The basis of the objective measures is a model of society that establishes the benchmark for its efficiency. The key challenge of society is to devise a way of our living and working with each other in a way that allows achievement of the objective to maximise the aggregate quality of life. Elements of the structure achieve the objective indirectly. Physical infrastructure, for example, accommodates efficient movement of physical resources as part of efficient productive systems, which in turn provides greater levels of wealth available to consume. Relationship infrastructure, for example, delivers the trust needed to accommodate specialisation, which in turns provide greater levels of wealth. But betrayal of trust is a direct injustice, which directly impacts on quality of life.
A reasonable approximation to an objective measure for quality of life are indexes that measure the strength of the Pillars of Society, or the Relationships infrastructure. They include truth, trust, justice and rights (which incorporates respect of basic human worth). There are many clever measures of aspects of each of the infrastructures, such as the social justice index.
Superimposed onto the structural patterns are individual cultural or societal behaviours. The level of cohesive behaviours (such as integrity, patience and compassion) and divisive behaviours (such as corruption, prejudice and hate) that individuals experience cumulate to impact on the quality of life. The balance may be subjective, but the overall impact provides some level of objective approximation.
Illustration of the importance of objective measurement
Humans are adept at adaptation. Most of us belong to several cultures. They might include local communities, national cultures, the work place, family and social structures, playtime environments such as playgrounds or sports clubs, educational institutions and religions. Each community has its own way of doing things. Many of the rules are common to many communities. Some direct clash with each other. We are skilled at adapting our behaviours to match our situations. We model our behaviour on our environment.

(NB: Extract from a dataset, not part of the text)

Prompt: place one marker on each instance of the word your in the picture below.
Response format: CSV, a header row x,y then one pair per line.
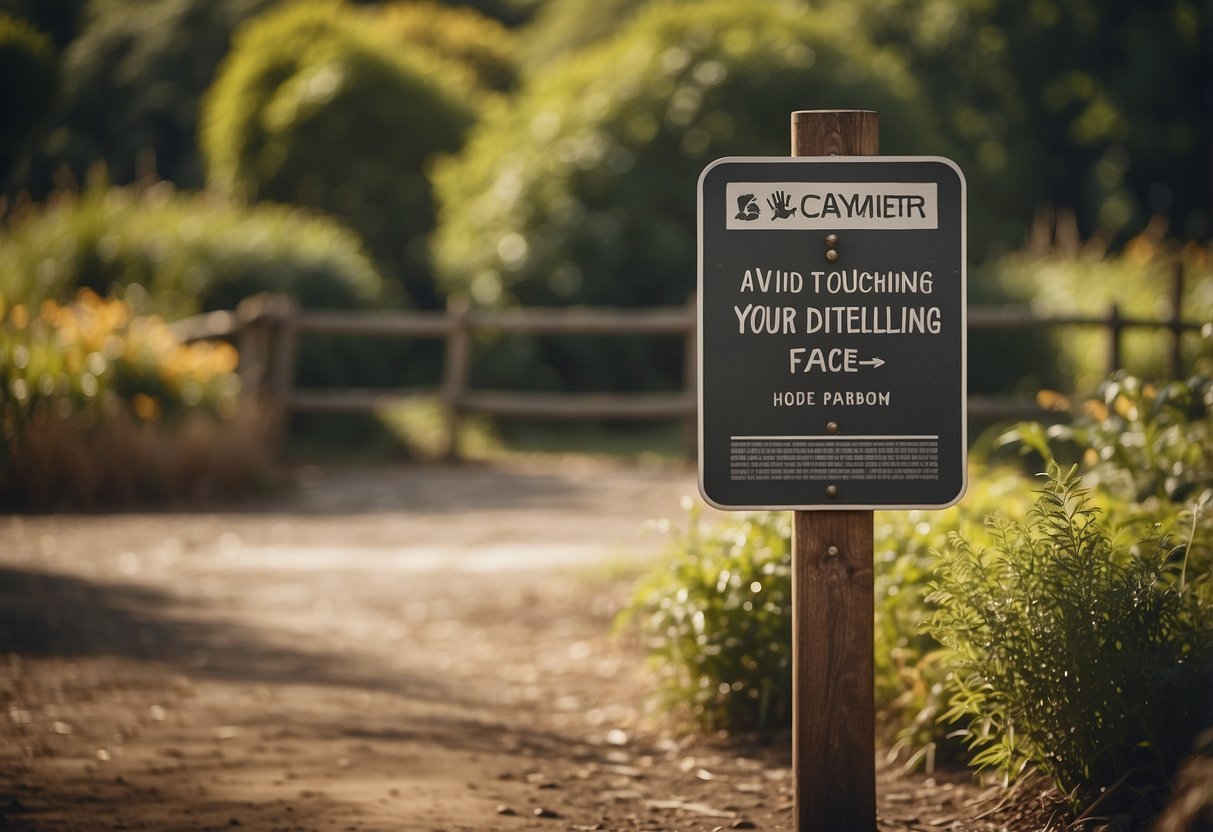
x,y
762,319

An interesting initiative is Values-based Education. It helps schools to adopt universal positive behavioural values in every area of its activities. It inspires and guides the school to strengthen and expand the scope of its explicit teaching of values, which its pupils experience first hand. The principle is that pupils will model their behaviour on the environment in which they spend at least one third of their waking time.
In practice, it turns out to be hugely successful in advancing the quality of life of both students and teachers. Its benefits even seep into the wider community. Its key success is the strengthening of relationships amongst students, teachers and between the two groups. As a bi-product, there is an enormous amount of anecdotal evidence that pupil's educational attainment rise. It delivers fairness and a sense of self-worth. It advances quality of life, but by how much?
Quality of life for each individual is an immensely complex mix of expectations, circumstances and perspectives. This is partly why each of us finds it so difficult to give a reliable self-assessment. So in the case of eight year old pupils at a school, comparing the influence of a school's Values-base on their individual quality of life is moderately easy in terms of "better or worse" when compared with a traditional Imposition-based school, but it is profoundly difficult to quantify. Objective measures of quality of life, despite elements of subjectivity and their necessary simplicity, give an insight that is not available without such measures.